We know this because for the past three years he has promised he would, it's just that he is being handcuffed by those pesky bureaucrats at the Internal Revenue Service who refuse to wrap up their never-ending audit - one that has topped at least three years in duration.
While no evidence has emerged that Trump's returns are indeed being audited, the president has never given us reason to doubt he is a man who can't be taken at his word.
Fortunately, even with the audit ongoing, the IRS actually has no rules preventing a person under audit from releasing returns - information Fox News apparently failed to pass along to the president.
Regardless, Trump may soon be required to hand over the documents, audit or not.
The Democrats in the House are attempting to use an obscure law to force Trump to reveal his returns, however, the president and his administration are dragging their heels and ignoring deadlines.
Trump could save everyone the hassle and just release his returns, especially since he is squeaky clean.
Not doing so is neglecting 40 years of precedent. The last president to refuse to turn over his tax returns was Republican Gerald Ford - even those criminals Barack Obama and Bill Clinton offered returns to the public.
Many view this as a political attack by the Democrats levied against Trump, and they are partially correct. However, tax documents can provide valuable information to the public, revealing overall wealth, whether a person is paying his fair share of taxes, personal and business activities, and potential conflicts of interest.
It is clear Trump has no plans to release his returns - his acting chief of staff, Mick Mulvaney, cemented that when he told "Fox News Sunday" that the president would "never" acquiesce.

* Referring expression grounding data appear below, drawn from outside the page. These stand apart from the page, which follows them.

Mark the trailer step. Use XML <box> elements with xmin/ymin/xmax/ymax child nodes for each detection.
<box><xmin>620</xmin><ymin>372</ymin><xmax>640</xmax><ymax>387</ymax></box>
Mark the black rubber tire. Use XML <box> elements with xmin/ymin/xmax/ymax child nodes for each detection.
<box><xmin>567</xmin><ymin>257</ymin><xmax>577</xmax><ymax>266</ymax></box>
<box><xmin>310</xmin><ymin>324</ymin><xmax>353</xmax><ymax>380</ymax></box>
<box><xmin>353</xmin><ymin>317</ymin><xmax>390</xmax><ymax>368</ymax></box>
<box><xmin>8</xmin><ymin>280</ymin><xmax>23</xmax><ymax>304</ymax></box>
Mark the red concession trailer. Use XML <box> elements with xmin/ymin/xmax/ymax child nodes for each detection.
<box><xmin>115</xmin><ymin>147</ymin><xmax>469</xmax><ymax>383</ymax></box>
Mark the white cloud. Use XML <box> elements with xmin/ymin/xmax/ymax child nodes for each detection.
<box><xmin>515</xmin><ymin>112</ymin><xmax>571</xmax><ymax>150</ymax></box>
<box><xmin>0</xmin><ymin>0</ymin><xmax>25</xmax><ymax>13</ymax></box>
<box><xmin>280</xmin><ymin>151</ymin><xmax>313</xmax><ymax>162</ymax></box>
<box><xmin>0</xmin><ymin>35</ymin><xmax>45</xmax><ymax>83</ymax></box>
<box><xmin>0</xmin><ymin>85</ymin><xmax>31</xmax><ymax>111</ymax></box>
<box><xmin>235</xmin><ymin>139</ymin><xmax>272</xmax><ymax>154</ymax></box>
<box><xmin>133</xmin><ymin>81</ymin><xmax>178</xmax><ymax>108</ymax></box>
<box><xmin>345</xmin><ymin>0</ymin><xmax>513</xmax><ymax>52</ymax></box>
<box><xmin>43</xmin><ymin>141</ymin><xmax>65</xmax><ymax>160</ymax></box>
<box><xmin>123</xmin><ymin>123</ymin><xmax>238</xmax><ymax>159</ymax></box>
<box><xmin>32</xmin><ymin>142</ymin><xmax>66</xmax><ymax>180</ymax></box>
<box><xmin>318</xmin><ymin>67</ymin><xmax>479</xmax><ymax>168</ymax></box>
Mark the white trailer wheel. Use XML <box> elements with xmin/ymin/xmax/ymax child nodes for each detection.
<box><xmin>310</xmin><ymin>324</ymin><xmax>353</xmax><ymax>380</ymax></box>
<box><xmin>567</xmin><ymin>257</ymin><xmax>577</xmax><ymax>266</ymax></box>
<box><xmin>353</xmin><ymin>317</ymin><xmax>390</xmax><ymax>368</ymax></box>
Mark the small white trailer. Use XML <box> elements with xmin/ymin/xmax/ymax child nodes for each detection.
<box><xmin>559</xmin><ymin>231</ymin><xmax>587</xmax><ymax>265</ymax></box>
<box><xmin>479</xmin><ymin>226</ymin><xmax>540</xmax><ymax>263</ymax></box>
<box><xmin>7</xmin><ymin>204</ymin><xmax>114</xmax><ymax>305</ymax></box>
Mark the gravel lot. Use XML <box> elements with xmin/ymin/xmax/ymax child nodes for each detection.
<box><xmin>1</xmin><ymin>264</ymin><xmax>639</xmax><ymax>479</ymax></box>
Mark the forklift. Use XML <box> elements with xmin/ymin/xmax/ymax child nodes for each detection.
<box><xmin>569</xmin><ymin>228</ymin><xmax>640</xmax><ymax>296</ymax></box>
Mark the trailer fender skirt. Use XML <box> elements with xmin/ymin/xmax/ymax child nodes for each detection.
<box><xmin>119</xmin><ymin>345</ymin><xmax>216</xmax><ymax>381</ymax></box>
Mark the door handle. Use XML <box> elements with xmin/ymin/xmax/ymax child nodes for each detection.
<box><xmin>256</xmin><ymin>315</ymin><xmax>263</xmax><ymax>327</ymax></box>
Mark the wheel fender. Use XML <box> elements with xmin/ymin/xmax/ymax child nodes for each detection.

The matter will eventually make its way into the courts, and it will be a long, drawn out affair that may not be resolved until after the 2020 election, at which point it would likely have little consequence for Trump, who will be vacationing in Mar-a-Lago either way - as president or businessman.
As the issue winds its way through the courts, state legislatures can do their part by requiring all candidates listed on their presidential ballots to release at least five years of tax returns.
Then Trump and other candidates will have no choice once November 2020 rolls around.